I would like to capture end-to-end metadata from the source (Kafka producer) until its final consumption. Assume, the producer submits the feed, then NIFI picks up this feed from Kafka topic, does transformation and saves it into Hive.
To get this end to end lineage, is the following correct:
1) On-Board the new feed by manually defining new types on Atlas for the Source as Kafka_Source_1 (which is the Kafka Producer)
2) Assuming, Atlas has the hook to create Kafka topics automatically as Types in the Atlas. For Eg: Kafka_Topic_1, etc.

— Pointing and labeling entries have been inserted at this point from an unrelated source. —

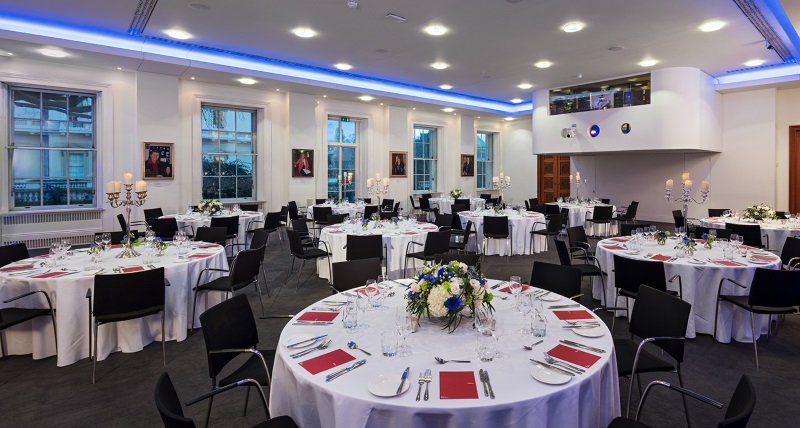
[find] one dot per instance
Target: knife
(292, 345)
(482, 377)
(403, 380)
(580, 345)
(489, 383)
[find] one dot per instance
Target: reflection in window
(52, 148)
(228, 152)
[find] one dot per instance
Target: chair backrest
(355, 273)
(751, 233)
(228, 325)
(13, 252)
(741, 406)
(559, 279)
(658, 314)
(231, 223)
(169, 405)
(364, 247)
(128, 293)
(437, 243)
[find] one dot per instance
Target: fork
(427, 382)
(420, 381)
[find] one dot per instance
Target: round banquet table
(587, 400)
(395, 241)
(521, 227)
(68, 296)
(775, 230)
(445, 204)
(700, 279)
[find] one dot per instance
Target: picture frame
(302, 163)
(398, 164)
(158, 161)
(467, 165)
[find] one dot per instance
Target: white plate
(385, 385)
(300, 338)
(545, 375)
(589, 332)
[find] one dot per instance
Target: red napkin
(574, 356)
(18, 267)
(326, 361)
(318, 316)
(457, 385)
(580, 314)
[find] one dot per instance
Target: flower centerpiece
(446, 291)
(210, 206)
(758, 212)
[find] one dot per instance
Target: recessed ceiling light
(573, 27)
(304, 32)
(54, 53)
(710, 26)
(436, 30)
(178, 34)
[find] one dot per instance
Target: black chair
(302, 252)
(243, 272)
(125, 297)
(13, 252)
(559, 279)
(435, 243)
(169, 405)
(587, 269)
(229, 330)
(740, 408)
(10, 317)
(354, 273)
(551, 228)
(772, 292)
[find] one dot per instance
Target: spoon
(352, 345)
(443, 361)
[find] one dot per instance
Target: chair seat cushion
(648, 362)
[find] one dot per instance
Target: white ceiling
(491, 46)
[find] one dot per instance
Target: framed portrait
(159, 161)
(467, 165)
(399, 164)
(302, 163)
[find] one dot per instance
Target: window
(485, 160)
(341, 156)
(424, 159)
(229, 156)
(52, 148)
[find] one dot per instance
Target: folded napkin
(327, 361)
(455, 385)
(318, 316)
(574, 356)
(580, 314)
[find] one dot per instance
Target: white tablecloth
(776, 231)
(445, 204)
(588, 400)
(68, 295)
(700, 282)
(395, 240)
(520, 235)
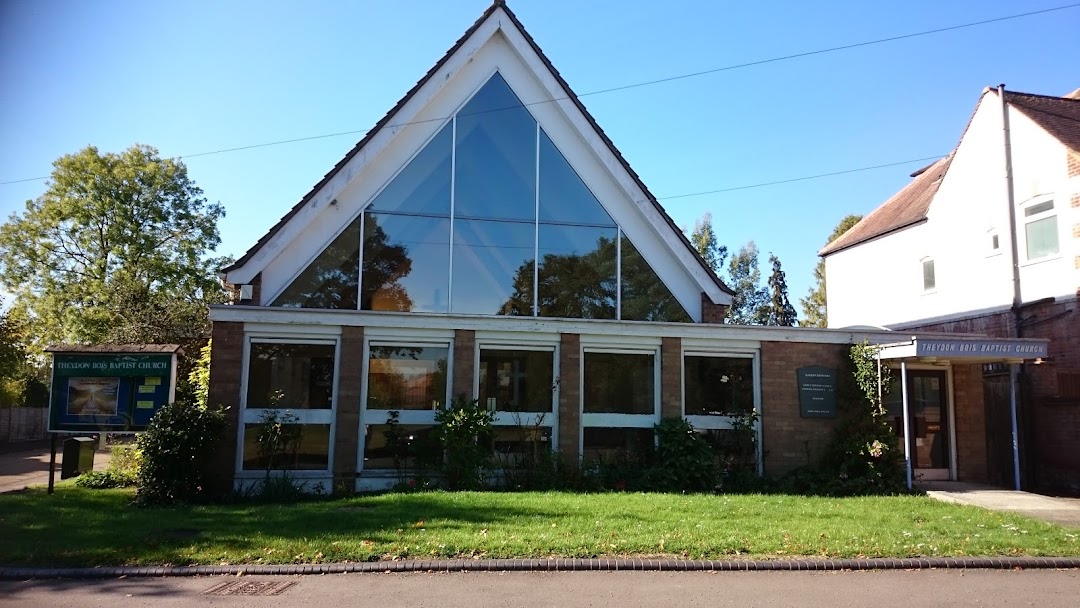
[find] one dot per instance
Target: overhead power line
(804, 178)
(635, 84)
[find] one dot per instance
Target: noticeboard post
(108, 389)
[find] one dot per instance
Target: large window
(518, 384)
(1040, 230)
(488, 218)
(294, 381)
(620, 401)
(406, 383)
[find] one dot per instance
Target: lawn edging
(558, 565)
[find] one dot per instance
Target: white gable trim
(496, 45)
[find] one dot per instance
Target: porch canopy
(946, 351)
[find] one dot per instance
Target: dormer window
(1040, 230)
(929, 282)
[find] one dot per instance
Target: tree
(814, 313)
(704, 240)
(750, 304)
(781, 311)
(116, 250)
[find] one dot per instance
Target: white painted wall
(880, 282)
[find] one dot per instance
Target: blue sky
(201, 76)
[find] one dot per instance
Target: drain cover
(248, 588)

3) As the producer keeps sending the messages to Kafka, NIFI will read such messages, perform transformation, extract the technical and business meta-data, and then create the related instances with Business Glossary, Operational Meta-data (Entities) in Atlas by calling REST API (custom implementation on NIFI Data pipeline) including creation of Hive endpoint as Type. ( I wish, NIFI would better manage the metadata internally and then export to Atlas in batches.) Is there an easier way doing this?

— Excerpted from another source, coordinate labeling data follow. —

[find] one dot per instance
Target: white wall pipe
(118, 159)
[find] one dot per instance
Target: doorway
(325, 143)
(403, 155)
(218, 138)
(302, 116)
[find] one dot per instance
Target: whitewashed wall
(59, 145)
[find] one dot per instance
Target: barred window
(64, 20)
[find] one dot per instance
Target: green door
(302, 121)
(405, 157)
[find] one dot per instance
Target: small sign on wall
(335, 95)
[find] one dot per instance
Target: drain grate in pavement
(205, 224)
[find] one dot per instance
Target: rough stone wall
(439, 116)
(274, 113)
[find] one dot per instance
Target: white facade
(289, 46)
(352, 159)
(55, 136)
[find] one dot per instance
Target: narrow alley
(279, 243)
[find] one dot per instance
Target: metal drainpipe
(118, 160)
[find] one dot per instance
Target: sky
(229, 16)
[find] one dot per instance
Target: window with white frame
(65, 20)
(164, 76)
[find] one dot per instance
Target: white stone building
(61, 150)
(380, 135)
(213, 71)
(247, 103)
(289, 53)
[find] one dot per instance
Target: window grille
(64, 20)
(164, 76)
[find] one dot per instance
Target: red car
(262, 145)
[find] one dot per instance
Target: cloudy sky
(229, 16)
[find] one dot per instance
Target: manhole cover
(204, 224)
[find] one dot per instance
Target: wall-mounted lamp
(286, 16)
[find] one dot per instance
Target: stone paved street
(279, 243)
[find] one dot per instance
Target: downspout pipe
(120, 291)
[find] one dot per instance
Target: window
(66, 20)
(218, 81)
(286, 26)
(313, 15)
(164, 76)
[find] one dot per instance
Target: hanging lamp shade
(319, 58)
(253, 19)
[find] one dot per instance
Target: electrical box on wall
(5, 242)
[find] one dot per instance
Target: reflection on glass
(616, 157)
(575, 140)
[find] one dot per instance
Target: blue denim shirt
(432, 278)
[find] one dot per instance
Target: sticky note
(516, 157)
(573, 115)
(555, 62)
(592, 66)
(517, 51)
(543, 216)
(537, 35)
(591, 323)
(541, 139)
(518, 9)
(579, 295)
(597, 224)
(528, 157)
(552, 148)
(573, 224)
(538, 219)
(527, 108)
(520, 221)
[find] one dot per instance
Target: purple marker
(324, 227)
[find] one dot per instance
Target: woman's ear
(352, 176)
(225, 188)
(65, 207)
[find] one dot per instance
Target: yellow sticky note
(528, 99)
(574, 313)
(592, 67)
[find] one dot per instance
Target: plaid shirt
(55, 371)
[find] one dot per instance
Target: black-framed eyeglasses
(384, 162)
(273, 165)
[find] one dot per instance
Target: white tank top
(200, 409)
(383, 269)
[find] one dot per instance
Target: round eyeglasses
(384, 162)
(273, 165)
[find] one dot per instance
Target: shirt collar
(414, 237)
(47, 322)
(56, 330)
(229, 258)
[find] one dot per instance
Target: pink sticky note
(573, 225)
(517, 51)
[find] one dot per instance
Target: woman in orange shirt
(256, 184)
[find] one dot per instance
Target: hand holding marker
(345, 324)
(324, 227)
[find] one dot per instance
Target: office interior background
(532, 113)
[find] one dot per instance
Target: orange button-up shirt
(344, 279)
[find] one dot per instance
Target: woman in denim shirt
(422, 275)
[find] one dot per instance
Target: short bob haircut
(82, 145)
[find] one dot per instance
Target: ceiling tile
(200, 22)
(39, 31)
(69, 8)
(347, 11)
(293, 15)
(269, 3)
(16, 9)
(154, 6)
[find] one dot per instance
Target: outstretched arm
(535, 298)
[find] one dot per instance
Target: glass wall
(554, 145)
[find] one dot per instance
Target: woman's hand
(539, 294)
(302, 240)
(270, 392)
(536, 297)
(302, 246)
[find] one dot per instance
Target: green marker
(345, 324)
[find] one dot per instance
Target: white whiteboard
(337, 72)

4) Thus, from Atlas, I will see the lineage as: Kafka_Source_1 --> Kafka_Topic_1 --> Message_Transformation_112121 --> Hive_Path_1
If the above flow is OK,
5) Assuming, NIFI is calling the REST API to create the instances for each bulk read from Kafka, the duplicate definitions created will be consolidated within Atlas to give one lineage line from this Source to Destination.
6) If the same feed has its schema (or nay of the business, technical, operational meta-data) changed, how this change will be captured by Atlas? It will create a new lineage or a new version of it. So how the dynamic meta-data is managed?